As the Thenardier children
grow up Monsieur and Madame Thenardier stop treating them like
princes and princesses and began treating them like street rats
and street mice. Their inn has gone bankrupt, the whole family
dressed in rags, they had few personal possessions, and they
had moved into the Gorbeau house. Monsieur and Madame Thenardier
aged along with their children, so Monsieur Thenardier taught
his children how to cheat people out of money, how to panhandle,
and how to be dishonest. Their children also learned that their
parents gave up caring about them, so they could leave for days
and not be missed by their parents. Gavroche, a son of Monsieur
and Madame Thenardier, left home and lived on the street with
the other street urchins. He periodically visited his parents,
but Madame Thenardier made it abundantly clear that she did not
want anything to do with him.
When he came there, he found distress
and, what is sadder still, no smile; a cold hearthstone and cold
hearts. When he came in, they would ask: "Where have you
come from?" He would answer: "From the street."
When he was going away they would ask him: "Where are you
going to?" He would answer: "Into the street."
His mother would say to him: "What have you come here for?"
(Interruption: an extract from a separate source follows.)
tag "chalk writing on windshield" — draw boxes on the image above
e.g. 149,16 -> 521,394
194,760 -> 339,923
(Hugo, Marius Book 1, ch. XIII)
The Thenardier's may have
started off in Hugo's novel as caring parents, but as the years
passed they showed that they only cared about cheating people
out of money and gave no regard to their children who walked
out of the door to never return. Monsieur and Madame Thenardier
did not mourn the loss of Eponine, their older daughter, and
Gavroche when they were shot and killed in the Paris revolt;
all they cared about was who they were going to steal from next.